LECTURE 17: NEURAL NETWORKS, DEEP NETWORKS, CONVOLUTIONAL NETS… • We start with SVM, which is a linear classifier • We introduce nonlinearity, which expands the space of allowed solutions • Next we introduce several layers • Different types of layers: convolutions, pooling… • Key numerical method is (stochastic, momentum…) gradient descent, so we need a gradient: backpropagation algorithm • Self learning: adversarial networks, autoencoders…

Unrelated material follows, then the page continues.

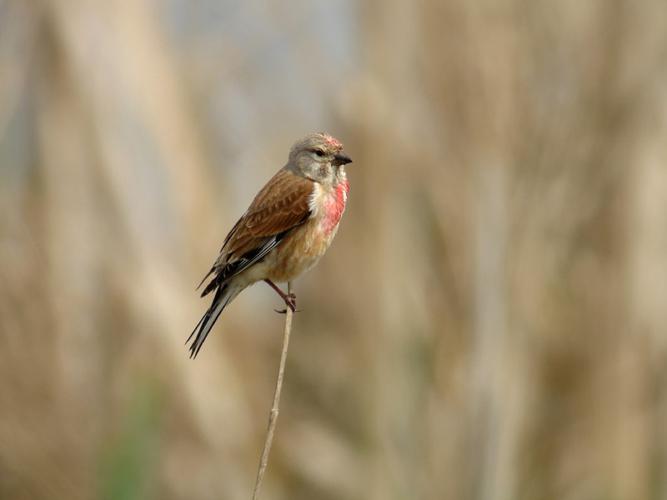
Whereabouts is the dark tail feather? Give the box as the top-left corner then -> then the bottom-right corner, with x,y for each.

FROM SVM to NN • SVM is a linear classifier (lecture 14): s=Wx, x is 3072 dim for CIFAR-10 and we classify 10 objects, so W=(10,3072) matrix, s is score in 10 dim • Neural networks: instead of going straight to SVM classification using max(0,s) we perform several intermediate steps of the form s=W2max(0,W1x) (2-layer network) s=W3max(0,W2max(0,W1x)) (3-layer network) • Here W1,W2,W3… all need to be trained • Alternative names: Artificial NN (ANN), multilayer perceptron (MLP)

Activation functions • Max(0,x) is a ReLU (rectified Linear Unit) non-linearity (activation function). Other options are sigmoid, tanh… sigmoid maps from 0 to 1, hence called activation • ReLU is argued to accelerate convergence of stochastic gradient (Krizhevsky etal 2012)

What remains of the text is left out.